Deadspin’s John Koblin dropped a long story today on the Steve Phillips mess at ESPN.
In a nice bit of enterprise reporting, Koblin reviewed the open court documents in Brooke Hundley’s lawsuit against ESPN. If you recall, Hundley was the young ESPN employee who had an affair with Phillips, which eventually cost him his pretty terrific job in Bristol.
Koblin writes:
That case was set to go to trial early last month in Stamford, Conn., before an 11th-hour settlement ensured there would be no courtroom airing of ESPN’s messy underthings. As of early April, however, the case file was still open—thousands of pages of material in all, including depositions, heavy-breathing text messages from Steve Phillips, stern notes from the human-resources department, and panicky internal ESPN emails sent the morning the Post broke the story of the romance. (The account above, of the first kiss between Phillips and Hundley, is taken from Hundley’s deposition.)
Koblin delves deeply into all the sordid details between Phillips and Hundley. You might want to clean yourself off after reading it.
A couple of takeaways:
The piece definitely showed why the culture had to change at ESPN. It concludes with this passage:
An ESPN source told me that the company handles intra-office romances more “promptly and seriously” since the Phillips-Hundley affair. The fallout from the scandal, the source added, “taught the company it had to have a no-tolerance approach, which they hadn’t really had before.” (Well, almost no tolerance. Ex-jocks “live in a different space,” the source said. “They are much more likely to be protected and their behavior characterized as ‘boys being boys.'”)
“People are much more careful,” the source said. “People were scared straight because the administration said that employees had to disclose personal relationships with each other, as a result of the Phillips thing.”
The sexless sex scandal came to affect everyone at ESPN, not just the two lovers who were not having sex with each other. “Phillips/Hundley didn’t have a chilling effect on the ESPN culture,” Miller said. “It created an ice age.”
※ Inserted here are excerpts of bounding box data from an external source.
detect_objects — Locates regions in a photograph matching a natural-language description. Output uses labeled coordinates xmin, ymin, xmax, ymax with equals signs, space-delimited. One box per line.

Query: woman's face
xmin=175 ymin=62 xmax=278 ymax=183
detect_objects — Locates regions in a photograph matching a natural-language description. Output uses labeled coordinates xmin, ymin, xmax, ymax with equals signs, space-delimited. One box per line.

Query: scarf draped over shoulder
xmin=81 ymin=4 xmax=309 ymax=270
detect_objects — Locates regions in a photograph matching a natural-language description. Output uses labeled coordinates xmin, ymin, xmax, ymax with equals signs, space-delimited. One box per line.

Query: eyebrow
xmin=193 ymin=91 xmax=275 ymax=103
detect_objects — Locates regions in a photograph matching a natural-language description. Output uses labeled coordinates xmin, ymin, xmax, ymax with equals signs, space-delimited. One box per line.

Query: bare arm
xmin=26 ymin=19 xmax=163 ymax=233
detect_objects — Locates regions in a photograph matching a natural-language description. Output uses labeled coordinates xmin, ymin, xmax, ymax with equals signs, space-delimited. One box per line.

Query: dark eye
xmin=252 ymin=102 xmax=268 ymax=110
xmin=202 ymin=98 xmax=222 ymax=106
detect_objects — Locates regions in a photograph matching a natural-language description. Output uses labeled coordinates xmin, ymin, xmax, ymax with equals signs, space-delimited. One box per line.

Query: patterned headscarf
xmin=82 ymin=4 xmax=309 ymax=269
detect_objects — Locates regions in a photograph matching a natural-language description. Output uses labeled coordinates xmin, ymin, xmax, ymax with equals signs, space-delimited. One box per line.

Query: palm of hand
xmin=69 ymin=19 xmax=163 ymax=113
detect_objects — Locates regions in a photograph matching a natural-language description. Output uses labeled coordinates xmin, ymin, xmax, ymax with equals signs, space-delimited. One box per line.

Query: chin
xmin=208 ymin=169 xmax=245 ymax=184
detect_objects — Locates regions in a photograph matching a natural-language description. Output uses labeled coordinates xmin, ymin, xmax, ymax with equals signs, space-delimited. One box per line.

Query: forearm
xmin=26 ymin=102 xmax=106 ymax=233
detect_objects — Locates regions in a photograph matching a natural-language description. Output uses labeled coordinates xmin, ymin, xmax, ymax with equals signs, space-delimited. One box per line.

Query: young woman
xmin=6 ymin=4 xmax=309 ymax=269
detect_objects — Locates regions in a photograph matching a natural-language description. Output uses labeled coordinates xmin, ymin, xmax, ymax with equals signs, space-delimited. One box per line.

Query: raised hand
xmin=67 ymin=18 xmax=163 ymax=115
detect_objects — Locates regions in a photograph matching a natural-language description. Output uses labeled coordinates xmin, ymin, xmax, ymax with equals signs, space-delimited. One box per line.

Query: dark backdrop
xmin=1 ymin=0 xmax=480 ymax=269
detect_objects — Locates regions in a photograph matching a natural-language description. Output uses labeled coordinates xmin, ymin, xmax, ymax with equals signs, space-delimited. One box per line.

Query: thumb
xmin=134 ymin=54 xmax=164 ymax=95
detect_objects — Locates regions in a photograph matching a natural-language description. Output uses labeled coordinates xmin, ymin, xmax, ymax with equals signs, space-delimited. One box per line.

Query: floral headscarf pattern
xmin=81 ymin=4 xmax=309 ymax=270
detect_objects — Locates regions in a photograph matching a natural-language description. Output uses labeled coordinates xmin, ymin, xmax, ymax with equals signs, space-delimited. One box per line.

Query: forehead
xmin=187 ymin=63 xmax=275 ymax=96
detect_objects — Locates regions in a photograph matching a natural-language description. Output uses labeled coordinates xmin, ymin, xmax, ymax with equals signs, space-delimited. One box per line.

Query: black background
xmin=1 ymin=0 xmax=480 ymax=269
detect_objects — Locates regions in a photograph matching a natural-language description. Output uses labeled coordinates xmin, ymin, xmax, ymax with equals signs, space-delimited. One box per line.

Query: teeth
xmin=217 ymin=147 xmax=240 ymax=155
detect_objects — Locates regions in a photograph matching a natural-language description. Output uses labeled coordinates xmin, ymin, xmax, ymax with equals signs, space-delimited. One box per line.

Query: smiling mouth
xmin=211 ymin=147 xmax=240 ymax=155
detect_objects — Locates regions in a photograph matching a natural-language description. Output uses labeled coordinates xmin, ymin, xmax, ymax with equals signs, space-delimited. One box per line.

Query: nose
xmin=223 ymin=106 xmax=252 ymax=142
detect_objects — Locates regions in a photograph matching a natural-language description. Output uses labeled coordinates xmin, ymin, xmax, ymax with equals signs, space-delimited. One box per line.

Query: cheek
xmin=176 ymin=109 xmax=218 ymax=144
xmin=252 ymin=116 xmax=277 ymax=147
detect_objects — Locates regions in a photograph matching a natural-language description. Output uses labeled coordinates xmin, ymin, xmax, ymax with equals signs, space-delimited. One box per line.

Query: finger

The other takeaway is how an angry New York Post and Deadspin exacted revenge on ESPN. Koblin writes:
When the Post story broke that morning, Daulerio felt he’d been misled by ESPN a few weeks earlier. So, just after noon, he posted the following:
[S]ince the tenuous connection between rumor and fact for accuracy’s sake has been a little eroded here, well, it’s probably about time to just unload the inbox of all the sordid rumors we’ve received over the years about various ESPN employees. Chances are, at this point, there’s some truth to them. We’ll just throw ’em out there and see how many “no comments” or, you know, actual comments or “you would be completely wrongs” there are about these situations. Consider this one giant all-day version of “Deleted Scenes” or something.
Coming up first…ESPN “personality” Erik Kuselias.
So, Bristolites, strap in — it’s gonna be a long day.
Throughout the day, Bristol dealt with two crises that were unfolding simultaneously: 1) The Phillips-Hundley scandal; and 2) Deadspin’s running “ESPN Horndog Dossier.” One particularly freaked-out anchor phoned Daulerio that afternoon, asking if his name had come up at all and offering to trade gossip in exchange for keeping him off the site. He was calling, he told Daulerio, from under his desk. Three posts in all were published that day. In one of them, Daulerio revealed that two executives were having an affair.
Makes you proud to be a journalist, doesn’t it?
Again, if you want to read the whole thing, be prepared to feel a little dirty afterwards.